RNA-seq validation method RNA-sequencing is often done for tumor samples, since the expression pattern of the tumor sample is of great interest in many cancer projects. If such tumor RNA-seq data is available as well as the original exome-seq pairs used for mutation calling, it can be used as partial validation data. Due to the variation in the expression levels across the genes, RNA-seq generally shows a significantly larger variation than DNA-seq data in the number of reads carrying the variant allele.
To construct a validation dataset using the RNA-seq data for the tumor sample, we examined the variant allele fraction (vaf) in the RNA-seq data together with the vaf in the normal exome-seq data. We restricted our analysis to those variants that have RNA-seq depth >10x. (In our datasets, 30-40% of sites satisfy this restriction.) Then, with a given threshold for tumor and the normal, f t and f n , respectively, we define positives as such variants for which the tumor RNA-seq vaf exceeds f t and the normal exome-seq vaf is less than f n .
Evaluation of pseudo- and RNA-seq validation methods
To assess the performance of the pseudo-validation method, we ranked the variants in the evaluation set using the GATK quality score obtained from the tumor exome-seq, given that the signed GATK quality score from the normal sample is less than -50. We mostly used only the tumor sample for ranking, since most of difficulties in calling somatic mutations seem to occur due to heterogeneous aspects of the tumor sample. For the normal sample, it suffices to set a threshold to exclude any sites with a variant in the germline. We also attempted to filter out artifactual variant alleles by introducing a criterion based on the strand bias pattern in the tumor exome-seqs. If the variant allele shows much more extreme strand bias compared to the reference allele, specifically, more than 95% or less than 5% of the variant alleles are on the forward strand, while less than 70% or larger than 30% of the reference alleles are on the forward strand, then we filtered out the mutation sites.

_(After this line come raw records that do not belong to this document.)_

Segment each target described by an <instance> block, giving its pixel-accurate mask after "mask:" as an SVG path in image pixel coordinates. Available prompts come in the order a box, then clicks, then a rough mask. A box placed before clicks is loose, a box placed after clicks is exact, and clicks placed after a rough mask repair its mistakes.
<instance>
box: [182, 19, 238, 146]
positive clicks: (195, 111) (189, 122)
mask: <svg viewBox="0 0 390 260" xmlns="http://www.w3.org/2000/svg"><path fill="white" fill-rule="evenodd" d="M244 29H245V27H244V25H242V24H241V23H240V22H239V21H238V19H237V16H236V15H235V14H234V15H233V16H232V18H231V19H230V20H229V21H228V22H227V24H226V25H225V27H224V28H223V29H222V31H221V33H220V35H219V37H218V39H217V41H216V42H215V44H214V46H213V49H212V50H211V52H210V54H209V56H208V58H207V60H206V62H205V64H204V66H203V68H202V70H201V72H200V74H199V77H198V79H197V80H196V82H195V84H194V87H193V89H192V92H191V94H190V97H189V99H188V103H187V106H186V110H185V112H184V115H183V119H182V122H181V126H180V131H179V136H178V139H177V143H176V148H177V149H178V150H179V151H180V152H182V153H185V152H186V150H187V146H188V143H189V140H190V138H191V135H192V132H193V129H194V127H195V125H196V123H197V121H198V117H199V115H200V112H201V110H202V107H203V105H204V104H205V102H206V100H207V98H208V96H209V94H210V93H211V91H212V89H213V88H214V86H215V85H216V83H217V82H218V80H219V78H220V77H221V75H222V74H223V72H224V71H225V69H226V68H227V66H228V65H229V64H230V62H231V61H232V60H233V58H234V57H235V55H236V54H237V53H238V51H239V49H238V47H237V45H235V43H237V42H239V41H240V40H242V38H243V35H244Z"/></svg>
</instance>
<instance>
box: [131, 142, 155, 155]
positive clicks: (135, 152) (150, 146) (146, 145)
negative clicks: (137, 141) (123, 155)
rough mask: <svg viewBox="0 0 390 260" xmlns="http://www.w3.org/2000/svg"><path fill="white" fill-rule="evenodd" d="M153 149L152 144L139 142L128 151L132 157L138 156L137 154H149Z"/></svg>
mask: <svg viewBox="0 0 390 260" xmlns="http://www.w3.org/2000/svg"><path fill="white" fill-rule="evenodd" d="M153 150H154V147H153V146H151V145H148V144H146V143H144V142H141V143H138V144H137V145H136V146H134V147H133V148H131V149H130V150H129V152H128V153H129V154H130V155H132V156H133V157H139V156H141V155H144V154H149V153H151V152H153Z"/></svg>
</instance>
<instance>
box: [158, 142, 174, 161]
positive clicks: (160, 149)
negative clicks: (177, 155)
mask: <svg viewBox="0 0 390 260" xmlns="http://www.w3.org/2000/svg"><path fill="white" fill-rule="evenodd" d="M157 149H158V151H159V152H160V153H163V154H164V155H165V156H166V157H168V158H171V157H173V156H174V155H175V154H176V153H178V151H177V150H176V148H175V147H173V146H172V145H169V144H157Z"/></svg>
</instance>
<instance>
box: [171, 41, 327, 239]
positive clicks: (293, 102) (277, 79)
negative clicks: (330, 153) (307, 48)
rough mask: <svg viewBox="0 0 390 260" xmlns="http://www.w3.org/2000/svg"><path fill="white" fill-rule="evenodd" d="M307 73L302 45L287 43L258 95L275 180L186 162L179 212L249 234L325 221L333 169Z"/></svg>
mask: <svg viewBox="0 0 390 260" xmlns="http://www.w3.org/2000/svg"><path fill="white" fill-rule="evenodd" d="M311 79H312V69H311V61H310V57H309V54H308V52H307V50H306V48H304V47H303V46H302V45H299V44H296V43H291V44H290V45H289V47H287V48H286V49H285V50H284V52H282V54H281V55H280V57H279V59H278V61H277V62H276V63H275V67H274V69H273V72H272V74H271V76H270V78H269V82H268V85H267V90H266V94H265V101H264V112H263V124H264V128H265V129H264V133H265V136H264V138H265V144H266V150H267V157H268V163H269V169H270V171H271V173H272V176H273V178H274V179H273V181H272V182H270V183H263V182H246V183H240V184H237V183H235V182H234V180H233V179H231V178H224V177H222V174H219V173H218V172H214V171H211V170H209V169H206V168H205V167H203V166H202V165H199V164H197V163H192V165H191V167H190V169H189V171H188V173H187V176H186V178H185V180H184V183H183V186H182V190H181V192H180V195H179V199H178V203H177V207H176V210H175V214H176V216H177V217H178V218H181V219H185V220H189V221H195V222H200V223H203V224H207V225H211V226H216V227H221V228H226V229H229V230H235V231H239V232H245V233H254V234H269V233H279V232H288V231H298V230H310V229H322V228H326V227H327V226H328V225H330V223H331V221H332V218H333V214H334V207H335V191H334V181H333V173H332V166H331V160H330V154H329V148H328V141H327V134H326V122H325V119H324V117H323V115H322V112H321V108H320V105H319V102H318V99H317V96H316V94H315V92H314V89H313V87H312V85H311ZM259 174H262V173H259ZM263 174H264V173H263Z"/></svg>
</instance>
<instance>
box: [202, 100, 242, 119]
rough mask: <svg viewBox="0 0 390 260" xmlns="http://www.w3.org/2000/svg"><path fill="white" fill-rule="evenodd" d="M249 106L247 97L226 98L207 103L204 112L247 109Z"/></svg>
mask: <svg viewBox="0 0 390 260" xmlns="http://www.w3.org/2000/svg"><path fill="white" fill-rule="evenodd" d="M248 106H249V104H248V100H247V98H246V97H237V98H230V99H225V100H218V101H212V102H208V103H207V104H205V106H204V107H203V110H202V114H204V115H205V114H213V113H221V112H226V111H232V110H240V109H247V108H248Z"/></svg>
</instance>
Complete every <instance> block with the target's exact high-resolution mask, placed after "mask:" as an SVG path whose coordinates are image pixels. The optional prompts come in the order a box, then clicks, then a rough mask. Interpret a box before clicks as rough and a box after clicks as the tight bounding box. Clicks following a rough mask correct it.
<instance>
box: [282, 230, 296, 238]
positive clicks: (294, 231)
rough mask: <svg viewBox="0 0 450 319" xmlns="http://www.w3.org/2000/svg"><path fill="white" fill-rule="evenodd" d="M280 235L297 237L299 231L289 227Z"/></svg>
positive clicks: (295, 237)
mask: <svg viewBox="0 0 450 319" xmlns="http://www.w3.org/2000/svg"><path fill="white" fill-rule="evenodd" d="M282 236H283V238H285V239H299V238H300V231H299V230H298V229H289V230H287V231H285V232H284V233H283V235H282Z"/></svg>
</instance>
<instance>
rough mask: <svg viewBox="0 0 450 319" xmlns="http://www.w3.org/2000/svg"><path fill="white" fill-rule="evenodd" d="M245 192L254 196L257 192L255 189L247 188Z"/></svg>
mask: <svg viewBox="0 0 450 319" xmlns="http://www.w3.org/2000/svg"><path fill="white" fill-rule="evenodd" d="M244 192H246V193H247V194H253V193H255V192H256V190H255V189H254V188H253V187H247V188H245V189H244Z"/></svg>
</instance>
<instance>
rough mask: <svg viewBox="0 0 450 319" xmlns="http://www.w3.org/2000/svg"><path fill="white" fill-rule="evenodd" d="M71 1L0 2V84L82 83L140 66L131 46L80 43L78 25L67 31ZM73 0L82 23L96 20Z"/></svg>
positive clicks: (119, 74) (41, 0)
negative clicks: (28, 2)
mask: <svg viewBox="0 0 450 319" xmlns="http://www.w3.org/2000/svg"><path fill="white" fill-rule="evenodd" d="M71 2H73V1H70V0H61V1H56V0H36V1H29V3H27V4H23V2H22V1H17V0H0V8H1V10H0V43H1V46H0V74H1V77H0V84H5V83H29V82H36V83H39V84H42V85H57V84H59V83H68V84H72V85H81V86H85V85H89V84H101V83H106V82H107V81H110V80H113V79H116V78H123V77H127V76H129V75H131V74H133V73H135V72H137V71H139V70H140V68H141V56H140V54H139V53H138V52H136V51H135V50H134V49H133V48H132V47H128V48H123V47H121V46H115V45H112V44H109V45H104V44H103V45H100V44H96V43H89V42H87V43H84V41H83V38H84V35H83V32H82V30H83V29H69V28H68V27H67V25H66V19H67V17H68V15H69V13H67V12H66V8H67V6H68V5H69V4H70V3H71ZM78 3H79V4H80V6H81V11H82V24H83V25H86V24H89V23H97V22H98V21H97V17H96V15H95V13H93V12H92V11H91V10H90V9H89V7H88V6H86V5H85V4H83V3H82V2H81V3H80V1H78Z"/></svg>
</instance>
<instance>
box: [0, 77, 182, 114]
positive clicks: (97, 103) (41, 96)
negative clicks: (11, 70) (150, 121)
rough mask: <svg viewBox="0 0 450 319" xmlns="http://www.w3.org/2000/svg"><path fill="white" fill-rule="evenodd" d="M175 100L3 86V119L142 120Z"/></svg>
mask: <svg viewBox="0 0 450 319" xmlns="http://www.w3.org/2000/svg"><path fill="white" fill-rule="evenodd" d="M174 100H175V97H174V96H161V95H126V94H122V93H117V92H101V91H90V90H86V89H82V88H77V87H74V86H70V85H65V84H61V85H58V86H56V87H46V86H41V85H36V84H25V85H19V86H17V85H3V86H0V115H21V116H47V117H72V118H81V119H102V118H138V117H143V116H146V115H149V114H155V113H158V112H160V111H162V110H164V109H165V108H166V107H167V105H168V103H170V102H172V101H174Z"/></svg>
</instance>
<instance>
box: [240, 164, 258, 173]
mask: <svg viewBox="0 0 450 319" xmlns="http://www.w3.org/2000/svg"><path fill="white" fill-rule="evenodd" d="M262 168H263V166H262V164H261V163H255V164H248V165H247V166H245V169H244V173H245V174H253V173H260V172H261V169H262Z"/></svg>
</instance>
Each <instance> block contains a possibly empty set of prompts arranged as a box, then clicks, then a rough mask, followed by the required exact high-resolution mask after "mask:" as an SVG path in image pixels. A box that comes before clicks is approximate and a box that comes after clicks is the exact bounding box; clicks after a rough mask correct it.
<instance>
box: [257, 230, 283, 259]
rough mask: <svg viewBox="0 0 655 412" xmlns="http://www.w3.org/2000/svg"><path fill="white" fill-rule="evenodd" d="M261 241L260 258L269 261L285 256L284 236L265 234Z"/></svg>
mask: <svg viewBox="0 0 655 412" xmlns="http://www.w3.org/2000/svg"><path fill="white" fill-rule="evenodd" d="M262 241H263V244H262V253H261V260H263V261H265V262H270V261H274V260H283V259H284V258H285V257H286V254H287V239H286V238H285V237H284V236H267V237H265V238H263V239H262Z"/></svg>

The performance of the RNA-seq validation method was assessed using the 1,945 variants (∼30% of the total 6,692 sites) in the evaluation dataset that have the RNA-seq depth ≥ 10x. We used the tumor vaf to rank the variants, given that the normal vaf in the exome-seq is less than 2%. To filter out artifactual variant alleles, we filtered out a mutation site if both the tumor exome-seq and the tumor RNA-seq showed strong strand bias (more than 95% or less than 5% of the reads are on the forward strand) for the variant allele. The reason that we applied different filtering criterion is because for the RNA-seq data, the correspondence of the strand bias between the variant allele and the reference allele is much weaker even for the “true” variants (Additional file 1: Figure S10C) but existing exome-seq data can help for filtering out artifactual variants.
Comparing the performances of callers in the benchmark data using the pseudo- and RNA-seq validation methods, and latent class models
We applied the pseudo- and the RNA-seq validation methods to the whole exome benchmark data from 16 LUSC patients. For each validation method, we picked a specific cut-off for convenience and illustration purposes, but across a range of reasonable cut-offs, the qualitative conclusions were similar. For the pseudo-method, we validated mutations as somatic if the signed GATK quality scores for the tumor sample and for the normal sample are > 200 and <-50, respectively. For the RNA-seq method, for the mutations with the RNA-seq depth ≥10x (∼ 38% out of the 5,380 mutations in the exome benchmark data; Additional file 1: Figure S11), we validated them as somatic if the vaf in the RNA-seq >10% and the vaf in the normal exome-seq <2%. The chosen cut-offs for each validation method roughly correspond to a false discovery rate less than 3% and the true positive rate larger than 80% based on the analyses of the evaluation dataset constructed using data from 39 LUSC patients. However, the absolute values should not be emphasized since the features of the whole exome benchmark data are likely different from the sites within the 76 genes for which the evaluation dataset was constructed. For the two validation methods, we attempted to remove the artifactual variants by applying the strand bias filters.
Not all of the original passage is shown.